On 07/09/12 18:25, Graydon Hoare wrote:
Sorry to sound so stubborn on this; again, can you perhaps point to
specific awkwardnesses in the current scheme? Maybe we can mitigate
the difficulty by changing evaluation / borrowing / constant /
pattern-matching rules a touch.
Here are a couple of things that have confused me:
1. AFAIK you can't actually create values of @str. It seems like only
~str and &str are the blessed string types. Sinful be you if your data
has lifetimes that do not follow a stack discipline. OK, so @~str seems
to be used instead of @str, but it is ugly to keep reading that and
surely it is not efficient.
2. I start off passing a string to a particular function as a &str. But
then later I need to change the function so that it saves the string in
a structure that the function returns (the structure will then get
stored in the task-heap or the unique-heap).
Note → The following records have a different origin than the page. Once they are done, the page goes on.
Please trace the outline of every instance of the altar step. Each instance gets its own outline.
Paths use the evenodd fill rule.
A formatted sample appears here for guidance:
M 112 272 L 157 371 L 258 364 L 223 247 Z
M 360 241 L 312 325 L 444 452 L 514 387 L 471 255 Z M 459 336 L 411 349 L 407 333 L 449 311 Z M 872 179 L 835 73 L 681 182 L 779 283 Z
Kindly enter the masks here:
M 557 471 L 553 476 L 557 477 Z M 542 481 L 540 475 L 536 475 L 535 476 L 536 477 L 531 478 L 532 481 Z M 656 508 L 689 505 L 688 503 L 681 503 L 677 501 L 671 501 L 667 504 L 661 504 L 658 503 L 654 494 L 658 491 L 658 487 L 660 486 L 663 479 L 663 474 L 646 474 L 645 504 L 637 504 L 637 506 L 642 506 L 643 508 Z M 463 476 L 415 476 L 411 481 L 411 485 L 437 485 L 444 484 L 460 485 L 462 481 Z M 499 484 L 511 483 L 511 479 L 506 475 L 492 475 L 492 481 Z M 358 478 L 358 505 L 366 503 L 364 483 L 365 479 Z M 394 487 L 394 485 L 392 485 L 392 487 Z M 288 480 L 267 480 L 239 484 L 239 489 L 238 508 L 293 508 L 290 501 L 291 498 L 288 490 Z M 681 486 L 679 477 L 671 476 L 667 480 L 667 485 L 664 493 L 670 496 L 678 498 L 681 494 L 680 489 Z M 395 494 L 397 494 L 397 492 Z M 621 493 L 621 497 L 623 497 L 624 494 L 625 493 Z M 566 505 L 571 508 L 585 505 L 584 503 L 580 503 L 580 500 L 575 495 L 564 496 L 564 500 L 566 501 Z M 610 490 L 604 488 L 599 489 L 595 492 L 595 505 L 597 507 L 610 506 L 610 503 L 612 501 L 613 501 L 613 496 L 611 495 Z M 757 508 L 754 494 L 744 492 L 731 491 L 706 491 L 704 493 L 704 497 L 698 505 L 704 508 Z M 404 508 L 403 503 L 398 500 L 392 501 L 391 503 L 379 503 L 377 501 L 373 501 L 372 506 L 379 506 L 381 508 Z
I have to ask myself if I should copy the string in order to save it, or
should I pass in an @str to avoid copies? I imagine that copying the
string is expensive (it may be large), so I change the function to take
@str instead of &str. I then have to change all the calling functions to
convert their &str to @str and pass it in (but I don't want to do this
because it seems just like as many copies will happen), or I change the
caller to also take @str instead of &str - and the callers caller, and
so on. Then some of my functions take &str and some take @str, depending
on their implementation. Maybe this isn't weird. Maybe its good thing.
Maybe I am doing it wrong. But to me it feels weird that the
implementation leaks.
This is not really string specific though to be fair, and I don't see
how it can be fixed without ubiquitous global garbage collection.